Futers was allegedly sending text messages when a care worker asked for help shaving the man, named only as Patient A, and examining his bedsores.

She refused to help, the panel heard, telling her colleague the bedsores did not "really matter".

The nurse from Arbroath is also accused of failing to fill out paperwork or give Patient A regular treatments to stop his mouth getting dry.

Futers, a learning disabilities specialist, resigned from her job with Four Seasons Health Care at Lunan House Care Home in Inverkeilor, Arbroath, after the incidents on October 8, 2007.

David Clark, for the NMC, said Futers was working a 12-hour day shift with care worker Theresa Lindsay at the time.

He said: “Ms Lindsay will tell you the registrant was sending text messages throughout the day and she also answered a call.

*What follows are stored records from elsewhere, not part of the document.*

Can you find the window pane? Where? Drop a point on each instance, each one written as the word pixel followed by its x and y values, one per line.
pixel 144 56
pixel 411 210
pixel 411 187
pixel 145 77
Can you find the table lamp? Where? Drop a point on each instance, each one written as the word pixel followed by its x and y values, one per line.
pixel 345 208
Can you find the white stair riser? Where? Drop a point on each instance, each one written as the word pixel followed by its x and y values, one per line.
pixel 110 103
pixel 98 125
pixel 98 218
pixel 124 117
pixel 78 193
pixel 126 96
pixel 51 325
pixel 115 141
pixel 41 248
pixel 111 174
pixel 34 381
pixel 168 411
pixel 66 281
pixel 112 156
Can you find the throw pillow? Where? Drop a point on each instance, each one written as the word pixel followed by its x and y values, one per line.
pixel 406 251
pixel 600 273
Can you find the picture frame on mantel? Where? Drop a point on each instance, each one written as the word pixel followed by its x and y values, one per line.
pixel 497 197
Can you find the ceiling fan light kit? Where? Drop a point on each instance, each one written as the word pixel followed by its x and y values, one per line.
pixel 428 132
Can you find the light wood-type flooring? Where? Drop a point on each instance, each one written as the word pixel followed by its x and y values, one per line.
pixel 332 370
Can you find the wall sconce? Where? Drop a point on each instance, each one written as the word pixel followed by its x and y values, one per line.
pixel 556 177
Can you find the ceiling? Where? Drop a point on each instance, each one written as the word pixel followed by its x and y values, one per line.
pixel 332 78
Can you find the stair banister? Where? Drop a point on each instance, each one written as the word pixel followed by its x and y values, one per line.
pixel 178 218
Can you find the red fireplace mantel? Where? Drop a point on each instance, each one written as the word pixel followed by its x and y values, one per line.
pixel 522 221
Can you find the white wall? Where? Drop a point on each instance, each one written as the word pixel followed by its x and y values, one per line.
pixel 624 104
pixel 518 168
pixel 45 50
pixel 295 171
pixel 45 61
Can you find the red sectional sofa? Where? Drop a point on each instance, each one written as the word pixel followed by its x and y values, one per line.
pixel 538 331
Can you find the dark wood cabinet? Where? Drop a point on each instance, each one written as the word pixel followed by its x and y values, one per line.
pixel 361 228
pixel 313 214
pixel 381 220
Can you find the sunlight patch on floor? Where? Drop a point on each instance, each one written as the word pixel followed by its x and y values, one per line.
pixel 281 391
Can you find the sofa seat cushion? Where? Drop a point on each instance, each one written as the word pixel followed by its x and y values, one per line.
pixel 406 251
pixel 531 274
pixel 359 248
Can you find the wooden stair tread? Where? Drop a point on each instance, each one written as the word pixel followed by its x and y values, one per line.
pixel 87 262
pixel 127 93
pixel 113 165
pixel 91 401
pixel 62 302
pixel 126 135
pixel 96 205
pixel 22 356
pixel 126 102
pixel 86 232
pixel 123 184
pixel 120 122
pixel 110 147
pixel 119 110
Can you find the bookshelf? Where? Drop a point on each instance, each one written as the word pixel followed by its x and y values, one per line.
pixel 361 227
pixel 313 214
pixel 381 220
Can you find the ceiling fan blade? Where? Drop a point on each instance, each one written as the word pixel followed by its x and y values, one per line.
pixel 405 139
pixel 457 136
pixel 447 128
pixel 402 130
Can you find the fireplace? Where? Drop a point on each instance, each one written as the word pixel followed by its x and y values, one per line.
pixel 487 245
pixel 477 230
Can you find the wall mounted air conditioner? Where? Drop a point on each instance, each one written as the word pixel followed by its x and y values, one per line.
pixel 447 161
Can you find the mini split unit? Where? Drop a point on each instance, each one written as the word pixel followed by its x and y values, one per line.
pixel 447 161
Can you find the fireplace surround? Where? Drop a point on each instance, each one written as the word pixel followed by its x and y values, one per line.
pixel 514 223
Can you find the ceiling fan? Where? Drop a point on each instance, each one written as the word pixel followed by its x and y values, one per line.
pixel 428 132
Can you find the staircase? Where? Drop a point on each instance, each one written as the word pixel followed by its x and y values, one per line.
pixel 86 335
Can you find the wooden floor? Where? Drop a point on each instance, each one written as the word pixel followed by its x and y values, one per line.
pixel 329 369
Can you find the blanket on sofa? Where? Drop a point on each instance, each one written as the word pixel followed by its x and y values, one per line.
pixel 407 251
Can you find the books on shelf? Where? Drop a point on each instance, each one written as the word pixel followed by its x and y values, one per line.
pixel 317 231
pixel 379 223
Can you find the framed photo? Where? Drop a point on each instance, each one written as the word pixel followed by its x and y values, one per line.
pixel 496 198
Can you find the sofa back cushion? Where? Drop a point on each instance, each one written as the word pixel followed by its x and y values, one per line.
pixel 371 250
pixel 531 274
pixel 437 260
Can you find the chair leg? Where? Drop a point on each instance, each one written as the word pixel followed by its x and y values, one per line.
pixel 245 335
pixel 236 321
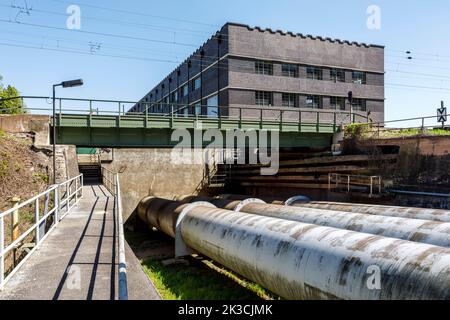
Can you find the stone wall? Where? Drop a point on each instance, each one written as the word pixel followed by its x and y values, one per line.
pixel 25 123
pixel 152 172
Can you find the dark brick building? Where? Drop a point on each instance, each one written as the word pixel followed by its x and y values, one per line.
pixel 249 67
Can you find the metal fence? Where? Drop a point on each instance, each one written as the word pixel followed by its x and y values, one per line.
pixel 95 107
pixel 56 200
pixel 348 182
pixel 112 182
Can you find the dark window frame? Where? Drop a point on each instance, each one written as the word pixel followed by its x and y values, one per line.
pixel 315 104
pixel 359 104
pixel 359 77
pixel 264 67
pixel 289 100
pixel 337 75
pixel 338 103
pixel 263 98
pixel 314 73
pixel 289 70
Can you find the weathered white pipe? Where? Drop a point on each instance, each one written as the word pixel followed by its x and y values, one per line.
pixel 425 231
pixel 305 261
pixel 390 211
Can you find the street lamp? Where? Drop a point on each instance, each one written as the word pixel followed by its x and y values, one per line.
pixel 64 84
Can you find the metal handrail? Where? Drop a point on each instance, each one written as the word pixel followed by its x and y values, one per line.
pixel 353 114
pixel 348 182
pixel 113 186
pixel 55 211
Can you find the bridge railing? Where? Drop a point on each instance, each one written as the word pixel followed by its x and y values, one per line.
pixel 47 210
pixel 112 182
pixel 308 116
pixel 373 184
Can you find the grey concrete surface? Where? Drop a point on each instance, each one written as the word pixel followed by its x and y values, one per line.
pixel 79 259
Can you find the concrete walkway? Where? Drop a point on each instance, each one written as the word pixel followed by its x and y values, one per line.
pixel 79 259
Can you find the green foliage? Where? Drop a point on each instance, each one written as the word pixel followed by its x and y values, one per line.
pixel 356 130
pixel 178 282
pixel 40 177
pixel 10 106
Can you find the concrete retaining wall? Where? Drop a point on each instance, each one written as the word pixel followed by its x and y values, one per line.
pixel 24 123
pixel 152 172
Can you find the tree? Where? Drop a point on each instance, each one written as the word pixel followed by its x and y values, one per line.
pixel 8 105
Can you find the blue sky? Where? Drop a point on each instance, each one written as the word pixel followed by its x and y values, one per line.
pixel 413 87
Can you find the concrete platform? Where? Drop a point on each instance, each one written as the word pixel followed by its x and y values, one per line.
pixel 79 259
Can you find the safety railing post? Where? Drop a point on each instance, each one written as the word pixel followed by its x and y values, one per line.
pixel 379 185
pixel 261 118
pixel 56 205
pixel 60 112
pixel 82 185
pixel 67 197
pixel 76 190
pixel 281 120
pixel 334 121
pixel 299 121
pixel 146 117
pixel 329 181
pixel 318 122
pixel 2 248
pixel 371 186
pixel 36 221
pixel 240 118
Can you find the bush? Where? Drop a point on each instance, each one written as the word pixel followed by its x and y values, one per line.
pixel 356 130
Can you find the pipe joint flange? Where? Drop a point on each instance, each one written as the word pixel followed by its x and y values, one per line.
pixel 291 201
pixel 181 249
pixel 243 203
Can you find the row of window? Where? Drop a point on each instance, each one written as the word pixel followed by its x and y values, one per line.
pixel 195 85
pixel 315 73
pixel 265 98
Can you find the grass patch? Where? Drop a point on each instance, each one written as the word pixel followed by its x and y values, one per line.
pixel 200 282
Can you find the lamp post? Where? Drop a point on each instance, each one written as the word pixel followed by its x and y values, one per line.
pixel 64 84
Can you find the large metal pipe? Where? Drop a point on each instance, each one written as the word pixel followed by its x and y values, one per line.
pixel 425 231
pixel 390 211
pixel 304 261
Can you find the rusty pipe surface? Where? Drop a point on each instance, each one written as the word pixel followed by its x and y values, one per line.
pixel 160 213
pixel 305 261
pixel 425 231
pixel 390 211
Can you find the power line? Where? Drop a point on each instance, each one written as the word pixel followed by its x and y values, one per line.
pixel 136 13
pixel 100 33
pixel 122 22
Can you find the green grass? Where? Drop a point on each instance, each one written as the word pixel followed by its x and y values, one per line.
pixel 201 280
pixel 414 132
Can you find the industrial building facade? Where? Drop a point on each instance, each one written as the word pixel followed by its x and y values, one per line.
pixel 252 68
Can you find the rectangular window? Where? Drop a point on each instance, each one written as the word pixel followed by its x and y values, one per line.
pixel 337 75
pixel 196 84
pixel 175 96
pixel 314 102
pixel 263 98
pixel 358 77
pixel 197 109
pixel 314 73
pixel 289 70
pixel 337 103
pixel 185 90
pixel 289 100
pixel 359 105
pixel 212 110
pixel 264 67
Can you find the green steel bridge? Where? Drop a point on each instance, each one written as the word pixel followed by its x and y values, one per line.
pixel 106 123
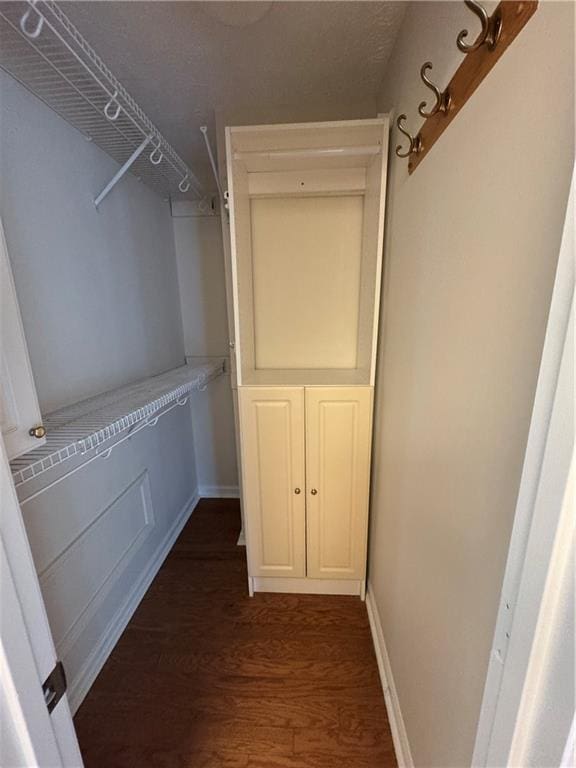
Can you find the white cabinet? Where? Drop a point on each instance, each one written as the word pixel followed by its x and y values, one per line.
pixel 338 438
pixel 272 433
pixel 306 460
pixel 19 409
pixel 306 236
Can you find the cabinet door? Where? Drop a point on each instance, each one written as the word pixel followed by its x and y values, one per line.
pixel 19 409
pixel 273 467
pixel 338 446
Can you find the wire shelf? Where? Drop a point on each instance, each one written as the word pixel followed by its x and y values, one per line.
pixel 87 429
pixel 43 50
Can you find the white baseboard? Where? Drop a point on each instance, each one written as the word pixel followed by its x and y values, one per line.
pixel 218 492
pixel 397 726
pixel 305 586
pixel 80 685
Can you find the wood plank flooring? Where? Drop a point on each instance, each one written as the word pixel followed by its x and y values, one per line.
pixel 206 677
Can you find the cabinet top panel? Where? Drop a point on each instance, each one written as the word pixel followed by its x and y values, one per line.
pixel 345 135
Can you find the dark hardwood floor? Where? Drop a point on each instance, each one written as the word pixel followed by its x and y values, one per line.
pixel 206 677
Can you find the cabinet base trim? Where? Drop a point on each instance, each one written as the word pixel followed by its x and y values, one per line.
pixel 309 586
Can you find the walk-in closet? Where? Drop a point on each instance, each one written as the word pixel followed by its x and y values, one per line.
pixel 285 322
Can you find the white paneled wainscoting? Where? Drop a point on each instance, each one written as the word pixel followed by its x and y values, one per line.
pixel 101 523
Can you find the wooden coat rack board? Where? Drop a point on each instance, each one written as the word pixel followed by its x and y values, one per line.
pixel 498 32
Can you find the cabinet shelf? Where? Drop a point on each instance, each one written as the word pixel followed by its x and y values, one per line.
pixel 85 428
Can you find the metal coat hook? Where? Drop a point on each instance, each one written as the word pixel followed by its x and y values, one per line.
pixel 112 115
pixel 156 155
pixel 443 99
pixel 415 141
pixel 34 33
pixel 490 33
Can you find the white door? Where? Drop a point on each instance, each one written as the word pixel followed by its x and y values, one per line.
pixel 19 409
pixel 273 466
pixel 338 443
pixel 30 737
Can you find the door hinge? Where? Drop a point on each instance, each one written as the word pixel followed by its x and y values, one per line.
pixel 55 686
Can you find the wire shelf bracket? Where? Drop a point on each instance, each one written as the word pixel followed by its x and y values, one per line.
pixel 43 50
pixel 124 169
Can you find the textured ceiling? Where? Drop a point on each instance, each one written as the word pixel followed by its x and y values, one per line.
pixel 185 61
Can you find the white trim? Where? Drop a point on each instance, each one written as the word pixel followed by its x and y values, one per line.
pixel 397 725
pixel 305 586
pixel 380 256
pixel 218 492
pixel 526 518
pixel 81 684
pixel 27 653
pixel 233 257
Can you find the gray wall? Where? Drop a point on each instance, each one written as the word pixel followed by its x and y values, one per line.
pixel 98 290
pixel 472 242
pixel 200 258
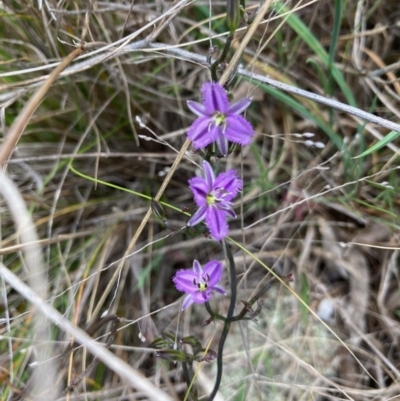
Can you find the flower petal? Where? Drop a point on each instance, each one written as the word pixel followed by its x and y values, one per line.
pixel 231 212
pixel 214 271
pixel 187 301
pixel 183 280
pixel 198 217
pixel 197 268
pixel 219 289
pixel 201 296
pixel 239 107
pixel 239 130
pixel 200 190
pixel 216 222
pixel 209 175
pixel 199 132
pixel 215 98
pixel 222 144
pixel 230 182
pixel 197 108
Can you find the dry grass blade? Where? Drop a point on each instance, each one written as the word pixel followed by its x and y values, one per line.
pixel 131 376
pixel 16 130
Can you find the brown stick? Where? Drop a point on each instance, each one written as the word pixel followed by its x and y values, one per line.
pixel 24 116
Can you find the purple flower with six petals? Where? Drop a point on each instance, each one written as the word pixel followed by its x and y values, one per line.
pixel 218 120
pixel 213 196
pixel 199 283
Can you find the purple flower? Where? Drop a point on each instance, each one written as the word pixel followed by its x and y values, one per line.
pixel 218 120
pixel 213 196
pixel 199 283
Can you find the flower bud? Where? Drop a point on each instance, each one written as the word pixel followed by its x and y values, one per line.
pixel 232 15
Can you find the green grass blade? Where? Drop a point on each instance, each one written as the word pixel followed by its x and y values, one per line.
pixel 299 27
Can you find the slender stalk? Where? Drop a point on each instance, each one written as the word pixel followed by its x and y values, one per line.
pixel 227 324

“It was clearly from her former partner and the offensive words were said in the presence of her colleague and, more particularly, the patient.

“The registrant said at the time she was going through a difficult break-up, she was under a lot of stress and she was very apologetic about the language she used.”

Staff at the care home were expected to keep their mobile phones switched off at all times, he added. But Futers kept texting her ex-partner when Ms Lindsay was asking for help.

At one point, the care worker was shaving Patient A and asked Futers to turn his head so she could reach the other side.

"According to Ms Lindsay, the registrant was too busy on her mobile phone," said Mr Clark.

Futers, who did not attend the hearing in London, was also accused of failing to sign documents relating to Patient A.

She admitted the charge by letter, along with allegations she used her mobile phone while on duty and used inappropriate language in front of a patient.

But she denied failing to assist Ms Lindsay, saying Patient A's bedsores did not matter and failing to stop the patient's mouth getting dry. The hearing continues.